Diversification Opportunities for Strikepoint Gold and New Age

0.61
  Correlation Coefficient

Poor diversification

The 3 months correlation between Strikepoint and New is 0.61. Overlapping area represents the amount of risk that can be diversified away by holding Strikepoint Gold and New Age Metals in the same portfolio, assuming nothing else is changed. The correlation between historical prices or returns on New Age Metals and Strikepoint Gold is a relative statistical measure of the degree to which these equity instruments tend to move together. The correlation coefficient measures the extent to which returns on Strikepoint Gold are associated (or correlated) with New Age. Values of the correlation coefficient range from -1 to +1, where. The correlation of zero (0) is possible when the price movement of New Age Metals has no effect on the direction of Strikepoint Gold i.e., Strikepoint Gold and New Age go up and down completely randomly.

Pair Corralation between Strikepoint Gold and New Age

Assuming the 90 days horizon Strikepoint Gold is expected to generate 4.46 times less return on investment than New Age. In addition to that, Strikepoint Gold is 1.57 times more volatile than New Age Metals. It trades about 0.01 of its total potential returns per unit of risk. New Age Metals is currently generating about 0.05 per unit of volatility. If you would invest  8.00  in New Age Metals on September 5, 2024 and sell it today you would earn a total of  0.50  from holding New Age Metals or generate 6.25% return on investment over 90 days.
Time Period3 Months [change]
DirectionMoves Together 
StrengthSignificant
Accuracy98.44%
ValuesDaily Returns

Strikepoint Gold  vs.  New Age Metals

 Performance 
       Timeline  
Strikepoint Gold 

Risk-Adjusted Performance

0 of 100

 
Weak
 
Strong
Very Weak
Over the last 90 days Strikepoint Gold has generated negative risk-adjusted returns adding no value to investors with long positions. In spite of fairly unfluctuating basic indicators, Strikepoint Gold may actually be approaching a critical reversion point that can send shares even higher in January 2025.
New Age Metals 

Risk-Adjusted Performance

4 of 100

 
Weak
 
Strong
Insignificant
Compared to the overall equity markets, risk-adjusted returns on investments in New Age Metals are ranked lower than 4 (%) of all global equities and portfolios over the last 90 days. In spite of fairly abnormal basic indicators, New Age showed solid returns over the last few months and may actually be approaching a breakup point.

Strikepoint Gold and New Age Volatility Contrast

   Predicted Return Density   
       Returns  

Pair Trading with Strikepoint Gold and New Age

The main advantage of trading using opposite Strikepoint Gold and New Age positions is that it hedges away some unsystematic risk. Because of two separate transactions, even if Strikepoint Gold position performs unexpectedly, New Age can make up some of the losses. Pair trading also minimizes risk from directional movements in the market. For example, if an entire industry or sector drops because of unexpected headlines, the short position in New Age will offset losses from the drop in New Age's long position.
The idea behind Strikepoint Gold and New Age Metals pairs trading is to make the combined position market-neutral, meaning the overall market's direction will not affect its win or loss (or potential downside or upside).
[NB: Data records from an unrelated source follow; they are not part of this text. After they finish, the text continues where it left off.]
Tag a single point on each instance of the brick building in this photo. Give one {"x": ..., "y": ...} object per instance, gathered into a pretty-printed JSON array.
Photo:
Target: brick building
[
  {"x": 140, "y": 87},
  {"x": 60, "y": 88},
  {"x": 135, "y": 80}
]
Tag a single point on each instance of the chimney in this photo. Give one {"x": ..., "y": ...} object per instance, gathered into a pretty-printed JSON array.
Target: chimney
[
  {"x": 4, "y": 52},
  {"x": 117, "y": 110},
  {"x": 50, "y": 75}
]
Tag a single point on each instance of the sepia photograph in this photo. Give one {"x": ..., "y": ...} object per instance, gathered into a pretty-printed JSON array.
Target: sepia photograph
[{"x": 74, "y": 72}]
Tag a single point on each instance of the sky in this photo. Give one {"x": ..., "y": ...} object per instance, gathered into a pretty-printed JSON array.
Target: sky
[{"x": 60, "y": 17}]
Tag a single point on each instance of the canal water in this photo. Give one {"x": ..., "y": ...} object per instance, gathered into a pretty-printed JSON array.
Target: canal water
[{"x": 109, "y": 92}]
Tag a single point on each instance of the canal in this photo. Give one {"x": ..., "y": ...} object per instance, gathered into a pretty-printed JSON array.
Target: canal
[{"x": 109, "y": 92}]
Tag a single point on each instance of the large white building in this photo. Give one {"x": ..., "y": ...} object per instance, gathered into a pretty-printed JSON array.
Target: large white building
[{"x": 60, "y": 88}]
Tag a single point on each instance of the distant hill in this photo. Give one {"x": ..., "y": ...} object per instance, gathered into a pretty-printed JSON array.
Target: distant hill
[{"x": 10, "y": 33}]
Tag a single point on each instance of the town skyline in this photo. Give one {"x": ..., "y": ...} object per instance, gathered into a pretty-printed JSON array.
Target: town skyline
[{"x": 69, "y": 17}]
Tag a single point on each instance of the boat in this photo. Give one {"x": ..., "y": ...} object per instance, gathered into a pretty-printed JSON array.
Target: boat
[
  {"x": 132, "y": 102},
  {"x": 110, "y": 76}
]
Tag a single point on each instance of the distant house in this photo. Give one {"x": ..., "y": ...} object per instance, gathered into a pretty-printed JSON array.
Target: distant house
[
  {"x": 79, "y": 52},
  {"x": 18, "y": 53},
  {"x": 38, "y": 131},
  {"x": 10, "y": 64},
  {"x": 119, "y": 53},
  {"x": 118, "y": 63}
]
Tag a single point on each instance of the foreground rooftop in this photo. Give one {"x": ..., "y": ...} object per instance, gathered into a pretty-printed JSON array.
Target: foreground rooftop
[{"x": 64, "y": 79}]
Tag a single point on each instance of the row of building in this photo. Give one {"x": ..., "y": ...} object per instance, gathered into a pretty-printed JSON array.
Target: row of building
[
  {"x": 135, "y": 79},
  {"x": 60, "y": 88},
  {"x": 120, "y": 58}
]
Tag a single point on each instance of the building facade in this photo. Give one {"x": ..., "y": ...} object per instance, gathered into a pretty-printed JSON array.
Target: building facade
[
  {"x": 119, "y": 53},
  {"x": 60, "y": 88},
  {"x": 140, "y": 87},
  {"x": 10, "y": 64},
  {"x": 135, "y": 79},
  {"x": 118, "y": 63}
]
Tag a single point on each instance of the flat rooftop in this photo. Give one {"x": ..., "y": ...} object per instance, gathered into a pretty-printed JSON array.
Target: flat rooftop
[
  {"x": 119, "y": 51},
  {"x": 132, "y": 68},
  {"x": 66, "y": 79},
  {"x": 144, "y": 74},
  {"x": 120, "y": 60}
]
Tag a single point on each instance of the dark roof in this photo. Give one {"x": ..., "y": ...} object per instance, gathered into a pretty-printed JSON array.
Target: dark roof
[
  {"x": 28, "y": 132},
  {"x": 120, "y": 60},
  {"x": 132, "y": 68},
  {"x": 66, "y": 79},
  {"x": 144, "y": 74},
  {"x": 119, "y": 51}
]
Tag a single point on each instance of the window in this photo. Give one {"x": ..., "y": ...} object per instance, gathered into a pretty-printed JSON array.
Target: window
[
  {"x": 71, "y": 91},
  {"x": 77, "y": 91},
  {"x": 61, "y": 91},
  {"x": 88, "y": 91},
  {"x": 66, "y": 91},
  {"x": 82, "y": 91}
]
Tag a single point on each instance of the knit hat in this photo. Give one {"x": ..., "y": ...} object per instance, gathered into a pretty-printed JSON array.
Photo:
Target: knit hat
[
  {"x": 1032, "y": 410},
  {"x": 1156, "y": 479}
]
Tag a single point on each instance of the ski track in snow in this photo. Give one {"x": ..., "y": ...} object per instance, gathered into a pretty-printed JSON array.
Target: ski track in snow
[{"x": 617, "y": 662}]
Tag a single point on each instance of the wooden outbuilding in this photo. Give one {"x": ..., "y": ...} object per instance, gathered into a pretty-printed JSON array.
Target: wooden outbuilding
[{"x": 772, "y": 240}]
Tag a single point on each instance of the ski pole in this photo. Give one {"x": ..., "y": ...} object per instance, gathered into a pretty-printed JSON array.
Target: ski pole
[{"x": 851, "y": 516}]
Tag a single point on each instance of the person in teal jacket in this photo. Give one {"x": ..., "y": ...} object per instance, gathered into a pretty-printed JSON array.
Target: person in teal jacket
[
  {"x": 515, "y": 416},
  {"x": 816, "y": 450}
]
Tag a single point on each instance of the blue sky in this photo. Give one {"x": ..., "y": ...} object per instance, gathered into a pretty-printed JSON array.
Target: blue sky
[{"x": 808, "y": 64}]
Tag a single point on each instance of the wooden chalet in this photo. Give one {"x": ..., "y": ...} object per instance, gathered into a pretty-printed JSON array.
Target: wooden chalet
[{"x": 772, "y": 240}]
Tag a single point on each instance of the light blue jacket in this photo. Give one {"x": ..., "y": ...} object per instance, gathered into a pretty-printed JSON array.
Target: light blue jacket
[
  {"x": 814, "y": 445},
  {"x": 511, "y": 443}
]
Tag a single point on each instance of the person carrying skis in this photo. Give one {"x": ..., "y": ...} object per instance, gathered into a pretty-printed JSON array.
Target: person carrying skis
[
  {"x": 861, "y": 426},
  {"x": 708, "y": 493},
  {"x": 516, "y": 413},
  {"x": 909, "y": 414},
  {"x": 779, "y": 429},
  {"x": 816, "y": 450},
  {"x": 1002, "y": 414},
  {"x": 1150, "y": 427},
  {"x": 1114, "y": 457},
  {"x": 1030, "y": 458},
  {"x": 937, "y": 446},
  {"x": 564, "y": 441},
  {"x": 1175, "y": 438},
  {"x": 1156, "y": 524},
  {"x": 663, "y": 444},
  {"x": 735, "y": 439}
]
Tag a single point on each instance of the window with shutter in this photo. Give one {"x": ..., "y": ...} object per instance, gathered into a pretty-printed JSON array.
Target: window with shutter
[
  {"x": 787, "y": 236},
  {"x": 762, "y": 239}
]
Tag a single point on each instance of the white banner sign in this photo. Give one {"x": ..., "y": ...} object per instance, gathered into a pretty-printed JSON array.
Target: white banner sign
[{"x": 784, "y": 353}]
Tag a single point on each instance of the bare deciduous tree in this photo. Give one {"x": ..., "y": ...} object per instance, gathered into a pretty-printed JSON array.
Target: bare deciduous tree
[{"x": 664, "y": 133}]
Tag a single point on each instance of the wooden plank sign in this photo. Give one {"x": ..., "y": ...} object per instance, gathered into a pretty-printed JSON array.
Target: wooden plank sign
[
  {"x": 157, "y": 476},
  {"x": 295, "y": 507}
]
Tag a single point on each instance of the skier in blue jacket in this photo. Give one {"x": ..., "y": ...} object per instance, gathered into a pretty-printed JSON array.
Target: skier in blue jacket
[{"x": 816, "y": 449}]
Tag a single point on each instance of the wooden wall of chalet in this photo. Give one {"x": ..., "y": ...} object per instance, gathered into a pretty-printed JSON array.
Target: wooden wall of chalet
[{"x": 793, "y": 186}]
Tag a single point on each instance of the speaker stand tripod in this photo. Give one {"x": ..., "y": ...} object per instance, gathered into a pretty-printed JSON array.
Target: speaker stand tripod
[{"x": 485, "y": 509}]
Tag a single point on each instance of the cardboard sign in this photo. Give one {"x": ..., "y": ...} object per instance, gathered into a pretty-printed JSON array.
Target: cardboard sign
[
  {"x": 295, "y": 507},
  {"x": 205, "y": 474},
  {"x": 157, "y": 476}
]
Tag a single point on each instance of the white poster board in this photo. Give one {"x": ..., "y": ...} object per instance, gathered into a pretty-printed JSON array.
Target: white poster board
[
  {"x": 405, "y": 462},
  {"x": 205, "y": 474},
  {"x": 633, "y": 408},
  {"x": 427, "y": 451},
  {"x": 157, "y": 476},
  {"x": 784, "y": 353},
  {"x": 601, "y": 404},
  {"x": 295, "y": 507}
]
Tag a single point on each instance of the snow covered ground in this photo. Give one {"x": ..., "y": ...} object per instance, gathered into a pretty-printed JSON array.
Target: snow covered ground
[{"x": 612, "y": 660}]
This can be achieved by designing a pairs trade with two highly correlated stocks or equities that operate in a similar space or sector, making it possible to obtain profits through simple and relatively low-risk investment.
Check out your portfolio center.
Note that this page's information should be used as a complementary analysis to find the right mix of equity instruments to add to your existing portfolios or create a brand new portfolio. You can also try the Performance Analysis module to check effects of mean-variance optimization against your current asset allocation.